En ese aislamiento, los astronautas se encontraron más cerca que nunca de la superficie lunar y describieron la zona como “un muro totalmente negro”, resaltando lo imponente del entorno.
¿Quiénes participaron en la misión?
La tripulación estuvo integrada por Reid Wiseman, Christina Koch y Victor Glover, de la NASA, junto al canadiense Jeremy Hansen.
A bordo de Orion, los cuatro astronautas fueron los primeros humanos en registrar directamente esta región del satélite, que hasta ahora solo había sido observada mediante sondas y dispositivos no tripulados.

Descubrimientos sobre la luna
El sexto día de la misión trajo uno de los momentos más esperados: un amplio sobrevuelo lunar que ofreció vistas inéditas de la cara oculta, incluida la cuenca Orientale, un cráter de casi mil metros de ancho visible en la zona inferior izquierda de las imágenes captadas.
Además, la tripulación observó cómo la Tierra desaparecía detrás del horizonte lunar para luego volver a emerger al otro extremo, replicando el fenómeno conocido como “amanecer de la Tierra”. Esta secuencia, ahora capturada con tecnología moderna, enlaza simbólicamente la era Apolo con la nueva generación de exploradores.

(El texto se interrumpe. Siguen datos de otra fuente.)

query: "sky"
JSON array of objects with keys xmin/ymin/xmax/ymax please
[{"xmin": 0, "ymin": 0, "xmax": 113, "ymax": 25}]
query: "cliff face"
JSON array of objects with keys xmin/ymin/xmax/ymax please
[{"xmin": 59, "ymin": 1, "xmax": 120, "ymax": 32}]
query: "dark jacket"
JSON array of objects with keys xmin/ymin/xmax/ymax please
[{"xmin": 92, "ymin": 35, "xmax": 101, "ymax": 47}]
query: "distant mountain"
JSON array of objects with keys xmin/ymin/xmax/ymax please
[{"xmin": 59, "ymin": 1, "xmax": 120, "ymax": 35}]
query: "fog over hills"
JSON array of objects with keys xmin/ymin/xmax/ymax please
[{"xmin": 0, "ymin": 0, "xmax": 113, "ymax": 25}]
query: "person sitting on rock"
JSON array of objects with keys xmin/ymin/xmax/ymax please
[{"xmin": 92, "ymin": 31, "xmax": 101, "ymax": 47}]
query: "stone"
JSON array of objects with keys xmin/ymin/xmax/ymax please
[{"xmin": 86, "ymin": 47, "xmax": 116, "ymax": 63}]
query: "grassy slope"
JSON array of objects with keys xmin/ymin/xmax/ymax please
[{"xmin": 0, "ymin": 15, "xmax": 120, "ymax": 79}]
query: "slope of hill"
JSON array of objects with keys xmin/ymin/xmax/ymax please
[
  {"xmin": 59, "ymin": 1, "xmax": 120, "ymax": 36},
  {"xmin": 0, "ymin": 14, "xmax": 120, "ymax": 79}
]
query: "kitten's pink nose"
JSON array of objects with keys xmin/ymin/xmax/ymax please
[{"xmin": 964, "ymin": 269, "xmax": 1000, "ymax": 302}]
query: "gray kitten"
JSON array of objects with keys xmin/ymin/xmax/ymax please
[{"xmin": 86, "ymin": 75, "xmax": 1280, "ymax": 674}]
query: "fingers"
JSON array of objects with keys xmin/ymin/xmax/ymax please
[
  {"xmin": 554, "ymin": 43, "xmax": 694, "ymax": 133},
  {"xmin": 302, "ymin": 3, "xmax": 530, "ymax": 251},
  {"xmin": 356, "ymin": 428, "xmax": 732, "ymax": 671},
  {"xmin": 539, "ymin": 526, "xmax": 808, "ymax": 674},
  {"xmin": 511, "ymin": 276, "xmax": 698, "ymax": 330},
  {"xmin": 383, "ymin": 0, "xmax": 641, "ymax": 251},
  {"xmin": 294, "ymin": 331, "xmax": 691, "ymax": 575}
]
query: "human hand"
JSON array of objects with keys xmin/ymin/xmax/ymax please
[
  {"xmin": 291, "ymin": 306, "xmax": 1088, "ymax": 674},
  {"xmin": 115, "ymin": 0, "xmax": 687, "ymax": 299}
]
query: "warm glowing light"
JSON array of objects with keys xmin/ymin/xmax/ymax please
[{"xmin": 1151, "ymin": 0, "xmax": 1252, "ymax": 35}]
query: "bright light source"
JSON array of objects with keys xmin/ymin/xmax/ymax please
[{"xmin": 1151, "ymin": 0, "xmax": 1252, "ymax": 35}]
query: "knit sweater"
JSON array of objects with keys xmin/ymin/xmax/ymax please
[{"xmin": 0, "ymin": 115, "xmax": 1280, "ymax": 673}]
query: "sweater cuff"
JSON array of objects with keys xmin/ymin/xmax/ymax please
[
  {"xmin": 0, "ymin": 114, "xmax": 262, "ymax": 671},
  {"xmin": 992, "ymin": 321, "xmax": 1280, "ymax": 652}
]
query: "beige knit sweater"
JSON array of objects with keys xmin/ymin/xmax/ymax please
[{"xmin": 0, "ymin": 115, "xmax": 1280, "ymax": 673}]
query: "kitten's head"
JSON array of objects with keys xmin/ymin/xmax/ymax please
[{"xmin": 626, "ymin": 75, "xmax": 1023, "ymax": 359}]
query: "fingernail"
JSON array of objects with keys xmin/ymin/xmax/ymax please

La importancia de las fotos y la misión
La foto tiene un fuerte valor histórico: por primera vez desde el Apolo 8, un grupo de astronautas logró fotografiar a la Tierra desde la órbita de otro mundo.
Este registro no solo continúa el legado de Earthrise, sino que confirma la capacidad de la nave Orion para operar de forma segura durante largos periodos sin comunicación, un requisito clave para futuras misiones hacia Marte y destinos más lejanos.
El paso por el lado escondido de la Luna también permitió validar los sistemas automáticos de la misión, reforzando la preparación para los próximos vuelos del programa Artemis.